Newspaper Takes a Look Inside the Controversial and Booming Kansas Payday Loan Industry
By Paul RizzoPayday Loan Writer
Marty Jo Brave Bull’s truck was running on fumes, and she didn’t have the money to fill it up with gas. So she pulled into Quik Cash, a storefront at 1401 W. Sixth St., in Lawrence, Kansas.
It’s a scene that plays out across the state and the nation at an alarming rate, with a growing number of payday cash advance providers promising quick, short-term loans to get people through to their next paycheck. Industry critics say the fees are unreasonable, and that the companies exploit people who already are in financial trouble.
But the payday loan providers themselves say they’re simply filling a need, and that most customers are moderate in their borrowing habits.
“We don’t intend to offer these products in a parental kind of way. We trust our customers to make their own financial decisions. We don’t want to baby-sit them. We want to serve their financial needs,” said Tom Linafelt, a spokesman for Overland Park-based QC Holdings.
Matt P., a 31-year-old Lawrence man speaking under the condition that his last name not be used, is a prime example of how the payday loan industry can go wrong. He first used such a lender in 1999.
“The first time you go in [to one of these places], they’re very nice. They explain to you how much you can take out. They hold the check for two weeks and then you’re allowed to either have it taken out of your account or you pay them cash,” Matt said.
But Matt, whose first loan was for $100 with $15 interest, soon sang a different tune. He began taking out loans from one lender to pay off an existing loan at a different place. The cycle went on mercilessly until he eventually reached $6,000 in outstanding payday loans from 17 different lenders in Kansas and Missouri. It was a sum he was not able to pay off completely until earlier this year. Matt landed in trouble with “buydowns,” or partial repayments that allow the loan to be extended.
“I’m living proof that if you need money, go look to your family. Look to people you know,” said Matt, who used buydowns in Missouri (they are not legal in Kansas) to rack up debt. “That’s not the place to go. They open up in places where people are very desperate. It is a quick fix for them. It was a quick fix for me.”

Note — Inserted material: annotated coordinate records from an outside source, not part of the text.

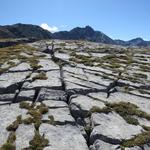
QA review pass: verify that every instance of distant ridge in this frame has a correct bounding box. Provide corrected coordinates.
[0,23,150,46]
[0,23,51,39]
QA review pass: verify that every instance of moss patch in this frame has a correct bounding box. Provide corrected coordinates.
[29,131,49,150]
[32,72,48,81]
[121,131,150,147]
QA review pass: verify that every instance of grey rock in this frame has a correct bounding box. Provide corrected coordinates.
[0,104,27,145]
[69,95,105,118]
[90,112,143,144]
[90,140,121,150]
[39,124,88,150]
[15,124,34,150]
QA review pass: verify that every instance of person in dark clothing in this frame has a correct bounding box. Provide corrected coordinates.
[50,41,54,57]
[106,72,122,98]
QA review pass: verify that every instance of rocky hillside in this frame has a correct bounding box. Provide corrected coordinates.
[0,23,150,47]
[52,26,115,44]
[0,23,51,39]
[0,40,150,150]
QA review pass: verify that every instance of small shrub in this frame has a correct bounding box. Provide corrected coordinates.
[22,117,33,124]
[32,72,47,81]
[19,101,32,110]
[0,143,16,150]
[6,120,19,131]
[122,131,150,147]
[39,107,48,114]
[7,132,16,144]
[29,131,49,150]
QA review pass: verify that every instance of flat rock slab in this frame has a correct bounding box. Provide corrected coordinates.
[23,71,61,89]
[38,59,59,71]
[64,72,104,90]
[15,124,35,150]
[39,88,66,101]
[90,140,121,150]
[43,107,75,124]
[0,104,27,145]
[55,53,70,60]
[9,63,32,71]
[0,94,15,102]
[39,124,88,150]
[0,71,31,94]
[69,95,105,118]
[89,92,150,113]
[90,112,143,144]
[16,90,35,102]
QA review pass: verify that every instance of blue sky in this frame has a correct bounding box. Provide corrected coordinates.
[0,0,150,40]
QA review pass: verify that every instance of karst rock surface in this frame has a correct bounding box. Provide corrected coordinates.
[0,40,150,150]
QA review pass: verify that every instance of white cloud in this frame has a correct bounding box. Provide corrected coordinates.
[60,25,68,28]
[40,23,59,33]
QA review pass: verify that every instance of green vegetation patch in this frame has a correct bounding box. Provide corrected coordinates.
[29,131,49,150]
[90,102,150,125]
[121,131,150,147]
[32,72,48,81]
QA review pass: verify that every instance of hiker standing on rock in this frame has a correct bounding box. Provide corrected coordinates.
[106,72,122,98]
[50,41,54,57]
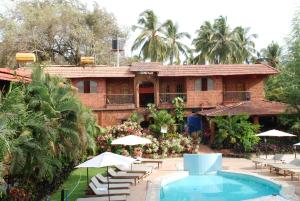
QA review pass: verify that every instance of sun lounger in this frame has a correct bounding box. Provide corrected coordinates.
[91,176,130,189]
[137,158,163,169]
[89,182,130,196]
[96,174,134,184]
[116,165,153,174]
[77,195,126,201]
[268,159,300,174]
[108,168,145,185]
[252,154,284,169]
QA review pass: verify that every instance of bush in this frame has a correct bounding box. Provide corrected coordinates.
[213,115,259,152]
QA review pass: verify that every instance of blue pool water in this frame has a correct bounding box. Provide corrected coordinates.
[160,172,281,201]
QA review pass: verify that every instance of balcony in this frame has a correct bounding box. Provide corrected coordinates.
[159,93,186,103]
[223,91,251,102]
[106,94,134,105]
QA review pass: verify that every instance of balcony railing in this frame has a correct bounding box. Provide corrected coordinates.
[106,94,134,104]
[159,93,186,103]
[223,91,251,102]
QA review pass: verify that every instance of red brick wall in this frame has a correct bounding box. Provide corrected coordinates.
[95,110,134,127]
[72,78,106,109]
[186,77,223,107]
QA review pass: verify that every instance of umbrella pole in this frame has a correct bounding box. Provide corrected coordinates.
[106,166,110,201]
[86,168,89,186]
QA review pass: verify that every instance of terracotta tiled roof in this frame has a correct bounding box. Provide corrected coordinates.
[158,64,278,77]
[0,68,31,82]
[198,100,287,117]
[19,66,135,78]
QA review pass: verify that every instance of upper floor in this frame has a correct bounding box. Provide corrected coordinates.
[38,63,278,110]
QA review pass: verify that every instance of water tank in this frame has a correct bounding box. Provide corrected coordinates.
[80,57,95,65]
[16,52,36,62]
[111,38,125,51]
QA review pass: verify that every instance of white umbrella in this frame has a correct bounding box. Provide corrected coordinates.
[111,135,152,145]
[256,129,296,158]
[75,152,135,200]
[256,129,296,137]
[293,142,300,158]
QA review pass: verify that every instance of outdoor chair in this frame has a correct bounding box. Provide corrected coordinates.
[116,165,153,175]
[96,174,134,184]
[268,158,300,175]
[137,158,163,169]
[77,195,126,201]
[89,182,130,196]
[252,154,284,169]
[91,176,130,189]
[108,168,145,185]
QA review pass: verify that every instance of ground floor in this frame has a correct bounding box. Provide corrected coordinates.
[127,155,300,201]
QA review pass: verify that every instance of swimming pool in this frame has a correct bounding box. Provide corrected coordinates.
[160,172,281,201]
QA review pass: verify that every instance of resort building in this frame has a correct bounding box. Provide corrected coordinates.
[17,63,286,142]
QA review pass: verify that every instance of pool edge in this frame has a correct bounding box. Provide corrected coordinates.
[145,170,300,201]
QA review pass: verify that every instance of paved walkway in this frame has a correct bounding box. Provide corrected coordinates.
[127,155,300,201]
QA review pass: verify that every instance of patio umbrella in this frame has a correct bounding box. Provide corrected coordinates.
[75,152,135,200]
[293,142,300,158]
[256,129,296,158]
[111,135,152,146]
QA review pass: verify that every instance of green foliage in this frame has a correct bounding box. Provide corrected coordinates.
[213,115,259,152]
[172,97,184,131]
[193,16,256,64]
[0,68,99,200]
[149,108,176,135]
[131,10,190,64]
[0,0,125,66]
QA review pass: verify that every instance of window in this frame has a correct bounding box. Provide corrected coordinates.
[76,80,98,93]
[195,78,214,91]
[176,84,183,93]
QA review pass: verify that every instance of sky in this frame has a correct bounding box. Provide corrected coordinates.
[92,0,300,56]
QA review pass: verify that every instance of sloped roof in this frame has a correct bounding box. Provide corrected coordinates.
[22,66,135,78]
[198,100,287,117]
[0,68,31,82]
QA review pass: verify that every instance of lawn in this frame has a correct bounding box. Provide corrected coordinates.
[51,168,106,201]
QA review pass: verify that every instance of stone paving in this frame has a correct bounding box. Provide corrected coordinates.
[127,155,300,201]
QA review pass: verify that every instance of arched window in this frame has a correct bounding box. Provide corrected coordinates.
[76,80,98,93]
[76,81,84,93]
[195,78,215,91]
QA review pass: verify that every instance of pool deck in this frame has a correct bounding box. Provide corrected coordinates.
[127,155,300,201]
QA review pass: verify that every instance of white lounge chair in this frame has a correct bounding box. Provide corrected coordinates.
[91,176,130,189]
[89,182,130,196]
[77,195,126,201]
[96,174,134,184]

The payday loan industry has emerged in the 1990s as traditional lenders withdrew from the market for small, short-term loans. Unlike other loans made to consumers, these are made in single installments, and the faxless payday loan is typically issued without a credit check. One study states the industry grew from virtually zero offices in 1990 to more than 10,000 in 1999. Today, there are about 22,000 in the U.S., 365 of them in Kansas.
Kevin Glendening, administrator of the Kansas Uniform Consumer Credit Code, said that many payday lenders in Kansas are legitimate, while others are not. The most common abuse involves illegal fees. For example, a company operating through the Internet might repeatedly submit a payment demand on an account with no funds, using a threat of “insufficient funds” to get the customer to take out more loans.
Then there's the fact that the seemingly small $15 fee tacked on to a $100 cash advance loan amounts to a 391 percent annual percentage rate. Is that egregious, or just par for the course with a short-term cash loan?
“Critics of the industry like to talk about the high APR. I think that’s the biggest complaint that we hear over and over again. It’s misleading, because yes, by law they have to disclose it as an APR, but it’s a two-week loan,” said Lyndsey Medsker, a spokeswoman for the Community Financial Services Association, a Washington, D.C.-based trade group.
A 2001 study by Georgetown University suggests someone like Matt is an atypical customer of payday loan firms. Most people surveyed in the study were found to use the loans infrequently, but 22.5 percent said they had taken out 14 or more loans in the past year. Meanwhile, 16.5 percent had paid off one payday loan company with proceeds from another company.
Yet the industry asserts that it's the working middle class who typically uses the loans — all customers are required to have checking accounts and steady incomes in order to gain quick cash loan eligibility. As the debate over the Kansas payday loan industry continues throughout 2006, we'll keep you up to date as to any further developments we hear about.